La prima cliente deve ritirare una raccomandata, e l’atleta di Posteitaliane scompare con passo pensoso dietro gli scaffali. Per fortuna sta rientrando al proprio posto una collega, forse ritrovata grazie a “chi l’ha visto?”. Un utente, senza regolare numeretto, la approccia: ha bisogno di ricevute di ritorno, assenti sui banconi. La ragazza si rialza prontamente e annuncia che va a cercare l’impiegato addetto alla distribuzione delle cartoline. In compenso si rivede la quarta e ultima impiegata, dopo circa venti minuti di assenza. Si siede e istantaneamente si spegne il display sopra la sua postazione. Smanetta con il computer, poi chiama in aiuto l’unico collega operativo alla postazione accanto. Ai due si aggiunge l’atleta di ritorno e tutti attorno al capezzale del display concordano che si è bloccato qualcosa. Verrebbe da far presente che la diagnosi è applicabile anche alla fila degli utenti, ma non credo intereressi loro più di tanto. Viene quindi convocata una quarta impiegata dalle retrovie, ma non per il servizio di sportello, ma per aggiungersi ai tre e confermare la diagnosi di blocco.
Lo stato di salute del display deve preoccupare davvero tanto, visto che nessuno ha il coraggio di abbandonarlo e tornare al proprio posto. Forse hanno paura che peggiori.
Torna quella delle ricevute di ritorno e annuncia che il collega è introvabile: c’è da crederle, dal tempo trascorso deve avere ispezionato accuratamente anche cantine e soffitte dell’edificio.

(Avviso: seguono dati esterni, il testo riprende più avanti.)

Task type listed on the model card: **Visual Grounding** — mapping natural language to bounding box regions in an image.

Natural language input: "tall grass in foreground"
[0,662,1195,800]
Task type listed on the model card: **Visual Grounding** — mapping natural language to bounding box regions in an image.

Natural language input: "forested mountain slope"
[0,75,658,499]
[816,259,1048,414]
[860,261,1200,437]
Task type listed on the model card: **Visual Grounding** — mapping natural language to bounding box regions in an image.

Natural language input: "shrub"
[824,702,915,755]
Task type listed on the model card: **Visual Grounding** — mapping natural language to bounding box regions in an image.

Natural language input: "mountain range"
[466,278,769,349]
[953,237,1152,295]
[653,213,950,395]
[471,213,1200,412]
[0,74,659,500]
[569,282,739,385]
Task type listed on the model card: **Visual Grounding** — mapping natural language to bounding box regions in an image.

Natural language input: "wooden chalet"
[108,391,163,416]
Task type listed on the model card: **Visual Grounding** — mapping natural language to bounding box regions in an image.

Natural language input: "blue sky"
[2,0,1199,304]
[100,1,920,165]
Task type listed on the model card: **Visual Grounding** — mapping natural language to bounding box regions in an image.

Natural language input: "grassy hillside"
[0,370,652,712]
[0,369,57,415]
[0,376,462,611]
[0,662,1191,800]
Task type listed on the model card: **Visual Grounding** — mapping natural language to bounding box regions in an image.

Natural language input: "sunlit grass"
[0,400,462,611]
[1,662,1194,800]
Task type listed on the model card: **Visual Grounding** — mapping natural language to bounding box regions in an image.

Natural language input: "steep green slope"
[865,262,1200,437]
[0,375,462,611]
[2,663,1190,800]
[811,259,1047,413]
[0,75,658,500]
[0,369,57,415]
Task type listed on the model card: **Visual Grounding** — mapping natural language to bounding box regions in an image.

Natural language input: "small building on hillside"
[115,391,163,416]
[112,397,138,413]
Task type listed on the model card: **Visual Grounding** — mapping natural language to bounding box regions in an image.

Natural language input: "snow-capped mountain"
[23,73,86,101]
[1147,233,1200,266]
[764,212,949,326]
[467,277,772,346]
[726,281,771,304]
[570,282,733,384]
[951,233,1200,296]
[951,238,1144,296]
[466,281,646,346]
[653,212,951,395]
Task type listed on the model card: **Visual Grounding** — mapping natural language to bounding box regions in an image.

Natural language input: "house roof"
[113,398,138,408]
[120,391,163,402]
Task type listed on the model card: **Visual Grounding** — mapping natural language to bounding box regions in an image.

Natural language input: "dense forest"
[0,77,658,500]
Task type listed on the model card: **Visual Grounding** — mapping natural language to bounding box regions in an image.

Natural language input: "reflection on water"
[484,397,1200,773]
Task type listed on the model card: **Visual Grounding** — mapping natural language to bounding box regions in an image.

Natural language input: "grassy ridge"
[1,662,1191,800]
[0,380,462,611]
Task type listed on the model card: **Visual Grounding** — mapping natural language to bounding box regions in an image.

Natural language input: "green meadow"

Viene comunque proposto all’utente bisognoso di 14 cartoline, l’acquisto di un pacchetto da 200 tagliandi atti allo scopo. Mi allontano, mentre i toni salgono allo scendere della pazienza degli utenti, pensando che la saggia presenza di cristalli massicci sopra i banconi non è a difesa del denaro, ma delle persone.
Sorrido dentro di me al pensiero degli accordi che si vanno via via firmando tra Regioni e Posteitaliane per prenotazioni visite o distribuzione farmaci. Ma nessun funzionario della Regione ha mai messo piedi in un ufficio postale?
Per la multa proverò ancora; per pagare o morire c’è sempre tempo e il placido distacco degli impiegati postali dalle terrene angustie esalta questo proverbiale assioma.